TRANSCRANIAL MAGNETIC STIMULATION (TCMS) IN REHABILITATION
J.C. ROTHWELL, MRC, Human Movement & Balance Unit, Institute of Neurology Queen Square, London WC1N 3BG, UK.
TCMS in patients shortly after stroke has shown a useful correlation between the presence of EMG responses in the likelihood of good recovery. Although functional imaging studies show activation of the ipsilateral cortex during movement of the affected hand in recovered stroke, there is little evidence from TCMS of the development of large diameter projections from the damaged hemisphere which could account for this activation. The situation is different in more proximal muscles. TMS can activate upper oesophagus and pharynx. They are innervated bilaterally, although in most subjects, one or other hemisphere seems to be dominant, unrelated to handedness. Dysphagia after hemispheric stroke seems to occur only if damage affects the hemisphere with the dominant oesophagus/pharyngeal projection. Recovery from dysphagia is often evident at around 3 months post stroke. In such cases TCMS gives clear evidence of increased excitability of the remaining projection from the undamaged hemisphere. Finally, we have shown in normal subjects that the excitability of the cortical pathway to the pharynx can be increased for up to 30 minutes following continuous electrical stimulation of the pharynx for 10 minutes. Treatment with continuous afferent stimulation may therefore be a possible mechanism of accelerating the changes in the ipsilateral hemisphere after stroke.
THE PHYSIOANATOMICAL CHARACTERISTICS OF SHORT LATENCY SOMATOSENSORY EVOKED POTENTIALS FOLLOWING STIMULATION OF THE MEDIAN NERVE
Tohru Yamada, MD (University of Iowa, Iowa City, Iowa U.S.A.)
The short latency median nerve somatosensory evoked potentials (SSEP) consists of multiple components having characteristics of far-field, stationary field and near-field potentials. They are P9, N9, N1O, P11, N11, N13, P13, P14, N14, N18, N20 and P20/ P22. Two components having the same latency with opposite or same polarity may or may not be of the same origins. For example, P9 far-field potential recorded from the scalp and N9 stationary field potentials recorded from the stimulated are of the same origin, whereas P13 far-field potential from the scald and N13 negative potential from the neck arise from separate generators, i.e. P13 arising from brainstem and N13 from cervical cord. Further, N13 from the high and low cervical regions are now considered to have separate origins. Because of intricate mixture of these potentials within short time domain, a given component may be abolished or enhanced depending on the electrode derivations. Also inappropriate use of electrode derivation may lead to erroneous identification of peak of interest. Understanding of physiological characteristics and field distribution of each component is important to accurately delineate these potentials.

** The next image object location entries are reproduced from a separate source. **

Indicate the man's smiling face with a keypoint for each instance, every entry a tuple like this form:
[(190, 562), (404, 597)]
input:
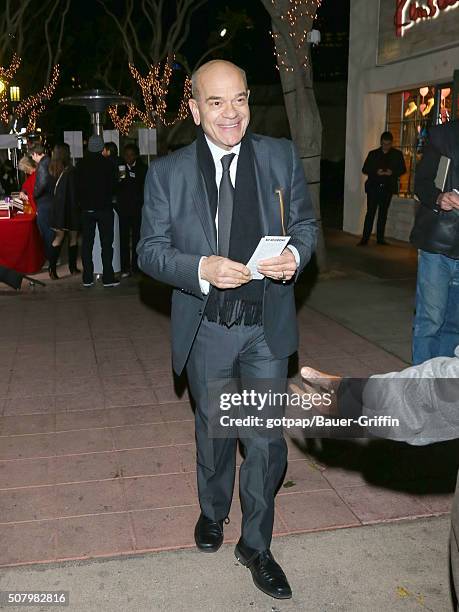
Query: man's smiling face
[(221, 104)]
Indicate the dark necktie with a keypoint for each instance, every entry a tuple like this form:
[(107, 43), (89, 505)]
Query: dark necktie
[(225, 206)]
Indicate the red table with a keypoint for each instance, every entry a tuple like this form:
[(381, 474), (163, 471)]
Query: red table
[(21, 246)]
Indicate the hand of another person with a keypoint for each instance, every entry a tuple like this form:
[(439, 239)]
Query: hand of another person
[(279, 268), (317, 382), (448, 200), (224, 273)]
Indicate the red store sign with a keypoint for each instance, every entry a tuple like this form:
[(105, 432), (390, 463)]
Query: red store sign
[(409, 12)]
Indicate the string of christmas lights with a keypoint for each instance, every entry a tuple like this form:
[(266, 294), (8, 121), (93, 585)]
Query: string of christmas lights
[(299, 16), (33, 105), (6, 75), (155, 88)]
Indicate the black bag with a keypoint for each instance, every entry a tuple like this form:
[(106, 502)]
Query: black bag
[(436, 231)]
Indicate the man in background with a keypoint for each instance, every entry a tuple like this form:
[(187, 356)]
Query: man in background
[(436, 235), (383, 166), (129, 207), (96, 180)]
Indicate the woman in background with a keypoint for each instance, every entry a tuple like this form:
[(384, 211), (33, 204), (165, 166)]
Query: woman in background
[(65, 213), (29, 167)]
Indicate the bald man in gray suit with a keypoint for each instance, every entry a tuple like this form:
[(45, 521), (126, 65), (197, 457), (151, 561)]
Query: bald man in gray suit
[(206, 208)]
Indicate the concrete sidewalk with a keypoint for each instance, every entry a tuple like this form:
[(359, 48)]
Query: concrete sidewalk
[(97, 456), (397, 567)]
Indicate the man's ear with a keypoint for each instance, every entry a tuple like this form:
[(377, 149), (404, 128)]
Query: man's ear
[(194, 110)]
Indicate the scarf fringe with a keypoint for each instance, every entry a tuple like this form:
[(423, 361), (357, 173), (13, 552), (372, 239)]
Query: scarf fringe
[(234, 312)]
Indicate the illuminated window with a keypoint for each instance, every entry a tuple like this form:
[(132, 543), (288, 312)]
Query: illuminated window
[(410, 113)]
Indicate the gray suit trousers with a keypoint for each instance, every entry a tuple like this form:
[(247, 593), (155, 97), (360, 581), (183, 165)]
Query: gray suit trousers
[(225, 353)]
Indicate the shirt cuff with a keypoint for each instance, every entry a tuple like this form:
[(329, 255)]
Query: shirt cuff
[(295, 254), (205, 285)]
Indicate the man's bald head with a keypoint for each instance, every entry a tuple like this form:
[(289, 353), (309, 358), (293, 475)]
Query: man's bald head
[(208, 67)]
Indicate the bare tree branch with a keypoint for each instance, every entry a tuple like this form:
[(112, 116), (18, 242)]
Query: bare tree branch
[(122, 29), (48, 38)]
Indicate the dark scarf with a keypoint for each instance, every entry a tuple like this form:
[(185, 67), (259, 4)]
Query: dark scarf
[(243, 305)]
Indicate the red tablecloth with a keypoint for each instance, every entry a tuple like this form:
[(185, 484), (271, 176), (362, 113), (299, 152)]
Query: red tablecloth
[(21, 246)]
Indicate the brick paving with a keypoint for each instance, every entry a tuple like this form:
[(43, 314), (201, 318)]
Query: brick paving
[(97, 445)]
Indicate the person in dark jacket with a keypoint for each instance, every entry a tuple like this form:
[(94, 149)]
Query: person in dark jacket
[(436, 235), (65, 213), (383, 166), (96, 179), (43, 194), (129, 206)]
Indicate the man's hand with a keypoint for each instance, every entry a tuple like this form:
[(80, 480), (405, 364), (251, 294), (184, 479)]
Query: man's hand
[(279, 268), (315, 382), (224, 273), (448, 200)]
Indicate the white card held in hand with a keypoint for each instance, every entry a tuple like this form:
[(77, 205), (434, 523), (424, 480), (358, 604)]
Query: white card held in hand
[(269, 246)]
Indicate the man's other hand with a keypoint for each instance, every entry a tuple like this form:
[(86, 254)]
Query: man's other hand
[(315, 381), (448, 200), (279, 268), (224, 273)]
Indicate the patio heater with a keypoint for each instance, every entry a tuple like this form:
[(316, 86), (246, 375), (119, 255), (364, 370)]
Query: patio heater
[(96, 102)]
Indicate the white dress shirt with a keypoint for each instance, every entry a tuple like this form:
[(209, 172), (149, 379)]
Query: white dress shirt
[(217, 154)]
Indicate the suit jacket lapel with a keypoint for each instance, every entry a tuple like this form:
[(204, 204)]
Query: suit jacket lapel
[(202, 205), (263, 179)]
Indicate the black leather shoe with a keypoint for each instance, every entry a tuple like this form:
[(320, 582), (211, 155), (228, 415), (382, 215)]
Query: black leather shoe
[(208, 534), (267, 575)]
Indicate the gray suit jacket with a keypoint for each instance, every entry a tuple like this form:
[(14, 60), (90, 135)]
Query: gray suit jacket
[(178, 229)]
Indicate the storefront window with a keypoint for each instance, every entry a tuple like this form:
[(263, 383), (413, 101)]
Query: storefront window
[(410, 113)]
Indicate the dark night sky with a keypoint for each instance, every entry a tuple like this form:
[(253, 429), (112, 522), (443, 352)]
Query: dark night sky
[(89, 32), (252, 48)]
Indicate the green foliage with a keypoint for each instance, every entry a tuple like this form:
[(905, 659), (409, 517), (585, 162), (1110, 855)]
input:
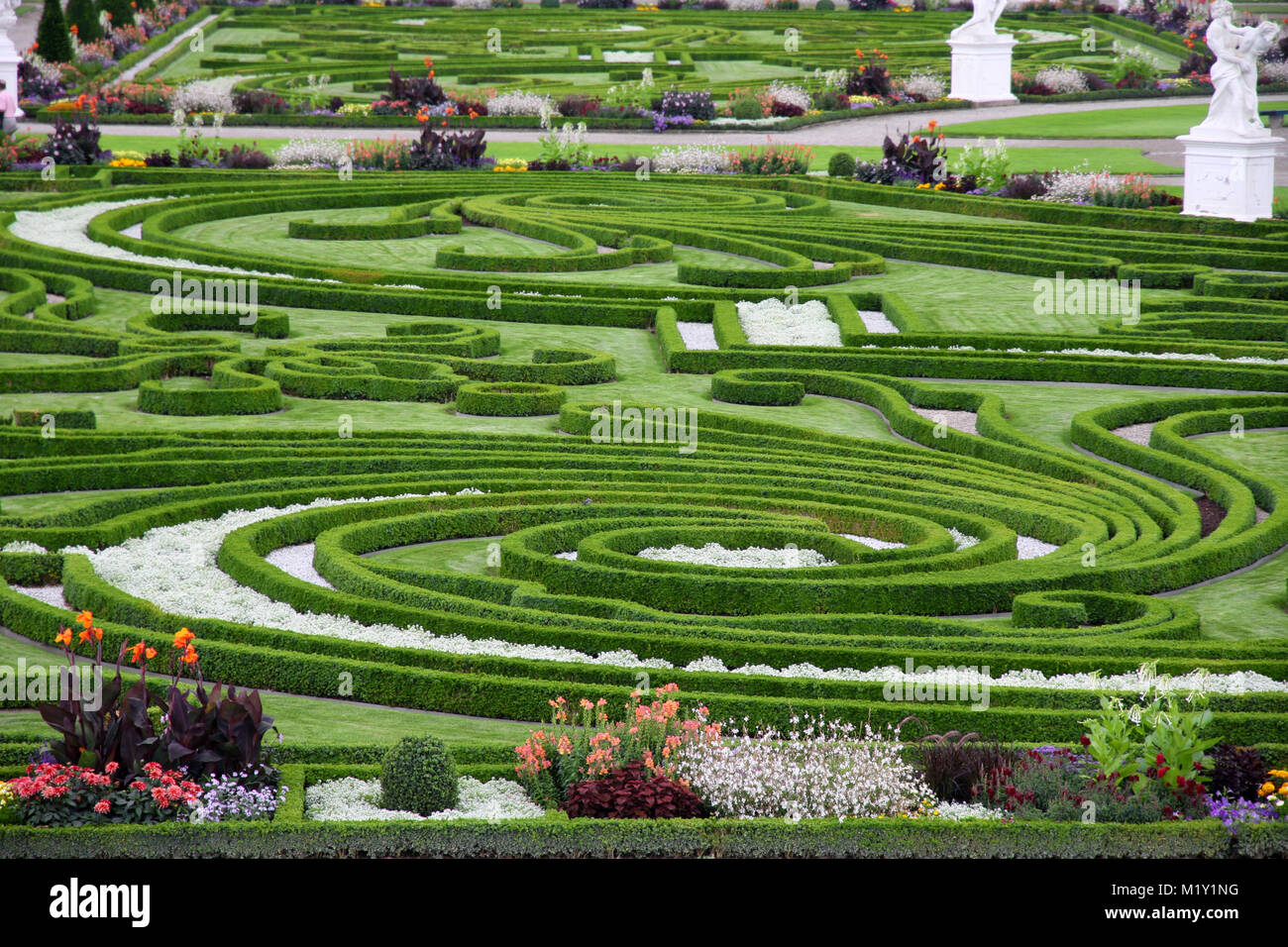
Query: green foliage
[(419, 775), (53, 39)]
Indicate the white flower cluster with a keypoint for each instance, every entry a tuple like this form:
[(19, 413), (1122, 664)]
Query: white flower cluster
[(772, 322), (927, 84), (205, 94), (627, 55), (790, 94), (519, 102), (1074, 185), (313, 153), (1061, 78), (359, 800), (691, 158), (24, 547), (146, 567), (819, 770), (751, 557)]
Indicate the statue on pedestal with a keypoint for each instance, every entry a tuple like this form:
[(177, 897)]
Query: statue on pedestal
[(1233, 111), (980, 26)]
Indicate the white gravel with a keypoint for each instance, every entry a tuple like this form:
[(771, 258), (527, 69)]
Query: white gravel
[(958, 420), (751, 557), (772, 322), (877, 324), (698, 335), (874, 543), (1136, 433), (297, 561), (1033, 548)]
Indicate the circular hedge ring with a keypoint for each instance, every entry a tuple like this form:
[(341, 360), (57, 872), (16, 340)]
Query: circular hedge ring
[(509, 398)]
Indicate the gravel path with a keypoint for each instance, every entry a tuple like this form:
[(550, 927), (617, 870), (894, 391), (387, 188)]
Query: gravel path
[(958, 420)]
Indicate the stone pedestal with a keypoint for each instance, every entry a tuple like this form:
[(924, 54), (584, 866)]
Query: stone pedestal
[(982, 68), (9, 56), (1229, 176)]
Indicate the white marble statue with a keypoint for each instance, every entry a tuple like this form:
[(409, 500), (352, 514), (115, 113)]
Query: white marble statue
[(982, 24), (1233, 111)]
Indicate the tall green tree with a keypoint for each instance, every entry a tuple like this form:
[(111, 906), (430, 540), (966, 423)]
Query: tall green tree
[(84, 16), (53, 40)]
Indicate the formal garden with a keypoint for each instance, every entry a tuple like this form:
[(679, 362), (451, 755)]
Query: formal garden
[(437, 474)]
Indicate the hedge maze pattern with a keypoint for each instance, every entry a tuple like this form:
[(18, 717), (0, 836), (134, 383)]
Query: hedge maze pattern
[(748, 482)]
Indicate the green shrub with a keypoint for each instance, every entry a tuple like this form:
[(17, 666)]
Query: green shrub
[(419, 776), (841, 165)]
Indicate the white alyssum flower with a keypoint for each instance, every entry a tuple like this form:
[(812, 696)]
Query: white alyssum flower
[(818, 770), (359, 800), (206, 94), (691, 158), (751, 557), (313, 153), (145, 567), (927, 84), (1061, 78), (24, 547), (627, 55), (790, 94), (772, 322), (519, 102)]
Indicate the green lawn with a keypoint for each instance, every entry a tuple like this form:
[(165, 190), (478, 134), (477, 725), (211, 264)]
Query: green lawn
[(300, 719)]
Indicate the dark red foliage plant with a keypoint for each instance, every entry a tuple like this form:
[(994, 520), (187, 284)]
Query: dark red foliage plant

ELECTRODIAGNOSIS IN REHABILITATION MEDICINE
Murray E. Brandstater (Loma Linda University, Loma Linda, CA, USA)
Many of the patients treated by physicians in physical medicine and rehabilitation have neuromuscular disorders. The information provided by electrodiagnosis in these patients is essential for the physician to provide optimal patient care. This paper will describe how the electrodiagnostic evaluation can assist the physician in making the diagnosis and in guiding subsequent treatment.
(1) The initial study. Information from the initial study helps to establish the diagnosis. In addition, careful examination of the electrodiagnostic data may reveal the severity of the disease process, and may indicate its acuteness or chronicity. The information can assist the physician in making a prognosis.
(2) Follow-up study. When patients are seen for follow-up examination, the data give information about progression of the disease, or recovery, and may be quite helpful in monitoring the response to treatment. Statements about prognosis can be refined. All of these points will be illustrated with examples.